Facilities engineer Todd Meier speaks to the media regarding the USS Enterprise CVN 80 in the dry dock of the Newport News Shipbuilding yard on Aug. 26, 2022 ahead of Saturday’s keel-laying ceremony. (Kendall Warner/TNS)

(Tribune News Service) — It’s a new feeling for 26-year old pipefitter Brett Denson.

He learned his trade as an apprentice while helping to build the aircraft carriers USS Gerald R. Ford and USS John F. Kennedy in Newport News Shipbuilding. This time around, he is the master teaching apprentices about pipefitting as the pieces of the newest aircraft carrier start to come together. He said he tries to be the same kind of mentor that his teachers were to him.

“Learning how to be an instructor, be open enough where people feel comfortable around you,” the Gloucester resident said Friday at the shipyard.

Like Denson, the Enterprise is also reaching a milestone — the shipyard is hosting the keel laying for the vessel on Saturday morning in an event that the public can watch livestreamed on HII’s website.

The more than 1,100-foot-long, 100,000-ton carrier will be the ninth Navy ship to bear the name Enterprise since 1775, according to Capt. Brian Metcalf, the program manager for the new Ford class of aircraft carrier. The occasional beeping of an alarm for a moving crane or other industrial equipment rang out and the sun beamed in the clear sky over the gantry crane.

“The history of this namesake is literally the history of the United States Navy,” he said.

The USS Enterprise CVN 80 is seen in the Newport News Shipbuilding yard on Friday, Aug. 26, 2022 ahead of Saturday’s keel-laying ceremony.

The USS Enterprise CVN 80 is seen in the Newport News Shipbuilding yard on Friday, Aug. 26, 2022 ahead of Saturday’s keel-laying ceremony. (Kendall Warner/TNS)

In production behind the Enterprise is the first Navy vessel to be named after a Black American, as well as the first to be named after an enlisted sailor — Pearl Harbor hero Doris Miller.

The Enterprise is slated to be completed by 2028 and the Doris Miller by 2032, according to the U.S. Naval Institute News.

Navy veteran Todd Meier, 52, of Windsor, remembers working on the previous Enterprise, CVN-65, while at the shipyard. At the time, the aircraft carrier was the first in the world to use nuclear power.

“It was unique by any stretch of the imagination,” he said.

The new Enterprise will use two nuclear reactors versus eight on CVN-65, which was decommissioned in 2017. As well, the catapult that launches the planes on the new carrier is powered electromagnetically, and the Enterprise will not have any steam generation, Meier said.

Another difference between the ships is the build process.
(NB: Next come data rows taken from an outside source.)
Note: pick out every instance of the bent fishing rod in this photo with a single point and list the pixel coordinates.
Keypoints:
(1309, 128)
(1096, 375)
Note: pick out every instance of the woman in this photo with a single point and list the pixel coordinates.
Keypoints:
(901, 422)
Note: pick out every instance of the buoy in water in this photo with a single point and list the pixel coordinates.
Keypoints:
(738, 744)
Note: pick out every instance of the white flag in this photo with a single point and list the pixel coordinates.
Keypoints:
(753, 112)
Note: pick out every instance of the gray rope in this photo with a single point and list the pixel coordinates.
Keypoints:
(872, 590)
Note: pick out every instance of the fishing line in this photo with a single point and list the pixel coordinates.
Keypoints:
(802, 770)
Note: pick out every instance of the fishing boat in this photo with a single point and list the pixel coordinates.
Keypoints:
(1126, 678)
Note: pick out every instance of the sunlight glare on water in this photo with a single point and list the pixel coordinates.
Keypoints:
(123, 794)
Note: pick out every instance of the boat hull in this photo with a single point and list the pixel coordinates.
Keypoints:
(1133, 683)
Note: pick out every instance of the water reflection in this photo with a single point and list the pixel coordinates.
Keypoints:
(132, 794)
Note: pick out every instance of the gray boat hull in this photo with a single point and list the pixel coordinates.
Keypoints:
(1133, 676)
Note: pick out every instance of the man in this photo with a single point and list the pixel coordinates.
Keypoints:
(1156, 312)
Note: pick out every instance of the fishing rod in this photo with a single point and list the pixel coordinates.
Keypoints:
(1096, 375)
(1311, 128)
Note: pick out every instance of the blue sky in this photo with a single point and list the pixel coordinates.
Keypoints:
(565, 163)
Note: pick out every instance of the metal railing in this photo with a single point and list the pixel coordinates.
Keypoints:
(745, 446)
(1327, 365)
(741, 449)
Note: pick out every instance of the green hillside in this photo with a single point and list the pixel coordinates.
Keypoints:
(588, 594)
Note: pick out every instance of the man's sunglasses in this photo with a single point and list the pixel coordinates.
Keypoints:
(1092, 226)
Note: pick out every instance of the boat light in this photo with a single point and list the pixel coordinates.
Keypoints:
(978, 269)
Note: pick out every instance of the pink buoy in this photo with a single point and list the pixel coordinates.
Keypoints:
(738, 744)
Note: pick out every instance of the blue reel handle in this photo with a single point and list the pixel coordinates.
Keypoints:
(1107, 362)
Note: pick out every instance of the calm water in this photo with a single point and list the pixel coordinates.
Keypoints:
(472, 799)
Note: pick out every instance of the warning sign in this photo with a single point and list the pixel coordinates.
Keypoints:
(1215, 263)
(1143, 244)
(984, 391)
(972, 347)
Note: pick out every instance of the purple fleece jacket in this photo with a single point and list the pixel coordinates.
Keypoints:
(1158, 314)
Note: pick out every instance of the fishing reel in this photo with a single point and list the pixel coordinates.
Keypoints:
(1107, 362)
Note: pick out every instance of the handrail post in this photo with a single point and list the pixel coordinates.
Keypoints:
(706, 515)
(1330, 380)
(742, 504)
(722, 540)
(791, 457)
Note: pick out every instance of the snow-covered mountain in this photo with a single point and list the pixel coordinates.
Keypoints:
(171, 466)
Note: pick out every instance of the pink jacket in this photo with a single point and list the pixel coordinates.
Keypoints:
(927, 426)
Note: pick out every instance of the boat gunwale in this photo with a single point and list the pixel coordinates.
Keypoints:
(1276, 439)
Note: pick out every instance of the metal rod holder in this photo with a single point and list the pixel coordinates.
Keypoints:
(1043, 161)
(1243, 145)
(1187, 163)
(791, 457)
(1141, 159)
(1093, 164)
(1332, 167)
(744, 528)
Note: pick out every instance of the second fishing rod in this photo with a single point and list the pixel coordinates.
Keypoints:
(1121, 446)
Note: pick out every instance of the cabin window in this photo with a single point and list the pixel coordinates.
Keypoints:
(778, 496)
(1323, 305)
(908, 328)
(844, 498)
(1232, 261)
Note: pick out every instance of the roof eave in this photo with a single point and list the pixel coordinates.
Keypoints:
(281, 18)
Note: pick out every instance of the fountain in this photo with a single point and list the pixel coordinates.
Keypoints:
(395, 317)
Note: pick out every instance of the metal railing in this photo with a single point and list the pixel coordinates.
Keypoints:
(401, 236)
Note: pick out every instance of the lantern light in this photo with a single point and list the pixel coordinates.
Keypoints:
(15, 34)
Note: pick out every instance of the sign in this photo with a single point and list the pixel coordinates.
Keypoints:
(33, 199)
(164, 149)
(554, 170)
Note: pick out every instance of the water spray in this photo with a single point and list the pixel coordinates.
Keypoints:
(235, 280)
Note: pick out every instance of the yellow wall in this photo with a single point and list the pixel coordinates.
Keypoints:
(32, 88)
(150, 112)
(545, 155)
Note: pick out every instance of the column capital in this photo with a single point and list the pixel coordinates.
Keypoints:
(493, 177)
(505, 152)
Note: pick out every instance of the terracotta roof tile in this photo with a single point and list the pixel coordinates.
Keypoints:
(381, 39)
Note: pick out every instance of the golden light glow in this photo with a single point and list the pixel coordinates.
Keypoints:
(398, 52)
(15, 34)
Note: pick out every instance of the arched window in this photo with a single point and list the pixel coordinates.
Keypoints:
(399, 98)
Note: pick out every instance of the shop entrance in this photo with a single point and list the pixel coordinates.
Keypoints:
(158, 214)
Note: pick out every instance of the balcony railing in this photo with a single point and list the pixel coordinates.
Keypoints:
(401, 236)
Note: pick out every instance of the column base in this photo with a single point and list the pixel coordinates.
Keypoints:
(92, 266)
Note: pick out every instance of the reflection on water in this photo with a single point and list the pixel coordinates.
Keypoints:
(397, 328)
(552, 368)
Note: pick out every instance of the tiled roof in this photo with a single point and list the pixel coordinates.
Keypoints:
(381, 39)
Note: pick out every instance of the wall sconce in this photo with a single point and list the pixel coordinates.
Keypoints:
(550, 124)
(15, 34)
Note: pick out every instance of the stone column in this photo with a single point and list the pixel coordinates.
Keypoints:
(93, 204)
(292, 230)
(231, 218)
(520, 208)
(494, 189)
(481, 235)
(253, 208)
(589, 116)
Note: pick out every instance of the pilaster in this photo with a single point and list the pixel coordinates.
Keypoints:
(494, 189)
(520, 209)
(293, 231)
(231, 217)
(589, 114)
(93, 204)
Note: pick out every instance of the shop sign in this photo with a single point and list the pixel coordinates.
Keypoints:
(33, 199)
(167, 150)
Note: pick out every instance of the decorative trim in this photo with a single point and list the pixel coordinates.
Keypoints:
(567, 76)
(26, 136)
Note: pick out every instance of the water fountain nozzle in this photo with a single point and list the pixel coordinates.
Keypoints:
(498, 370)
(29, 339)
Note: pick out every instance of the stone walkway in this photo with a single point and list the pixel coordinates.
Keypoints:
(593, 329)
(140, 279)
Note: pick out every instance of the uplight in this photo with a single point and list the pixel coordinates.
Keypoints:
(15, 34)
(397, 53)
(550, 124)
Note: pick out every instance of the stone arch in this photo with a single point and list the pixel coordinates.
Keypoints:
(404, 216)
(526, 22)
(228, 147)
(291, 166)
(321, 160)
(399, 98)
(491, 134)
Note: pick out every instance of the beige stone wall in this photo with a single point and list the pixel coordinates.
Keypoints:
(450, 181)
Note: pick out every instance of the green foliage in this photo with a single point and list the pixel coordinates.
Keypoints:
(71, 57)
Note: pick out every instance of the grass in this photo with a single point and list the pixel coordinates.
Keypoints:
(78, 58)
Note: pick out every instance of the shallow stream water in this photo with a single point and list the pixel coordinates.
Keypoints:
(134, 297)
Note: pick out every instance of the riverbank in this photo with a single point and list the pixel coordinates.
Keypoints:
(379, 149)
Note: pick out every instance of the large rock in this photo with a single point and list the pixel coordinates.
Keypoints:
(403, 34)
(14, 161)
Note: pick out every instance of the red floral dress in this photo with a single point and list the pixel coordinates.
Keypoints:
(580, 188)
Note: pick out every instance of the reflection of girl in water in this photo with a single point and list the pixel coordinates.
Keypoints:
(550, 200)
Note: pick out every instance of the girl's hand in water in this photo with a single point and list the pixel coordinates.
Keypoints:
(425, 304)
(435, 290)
Thousands of blueprints were required to construct the previous Enterprise, according to Meier.

“Now, we have electronic tablets … that you can hold up and see what that ship looks like in 3D,” Meier said.

He said that means quality and other checks can be done on the spot instead of having to leave the dry dock, find the blueprint and then return to the same spot. Additionally, everyone can be on the same page as the work continues in real time.

“So management is totally different, design is totally different — it’s just a whole new world-class ship,” Meier said.

The term for this new method is “integrated digital shipbuilding,” according to Metcalf.

Shipyard Vice President Brian Fields said the Enterprise build is also more efficient and safe than construction of the last Ford-class aircraft carrier built at the shipyard, USS John F. Kennedy, CVN-79. More work in dry dock required fewer lifts of parts, he said.

Fields said the Enterprise will be launched in a couple years after being erected in the dry dock and then will be tested in the south side of the yard and then turned over to the Navy in five or six years.

Foreman Rodney Taylor enjoys watching the videos of the shipyard’s vessels’ sea trials and hopes to go on one day. Regardless, over this 12 years at the shipyard, the Gloucester resident gets plenty of satisfaction watching the ships he and his colleagues have crafted head off to sea.

“It’s a sense of pride knowing you’ve built a product that the Navy can rely on and live on,” Taylor said.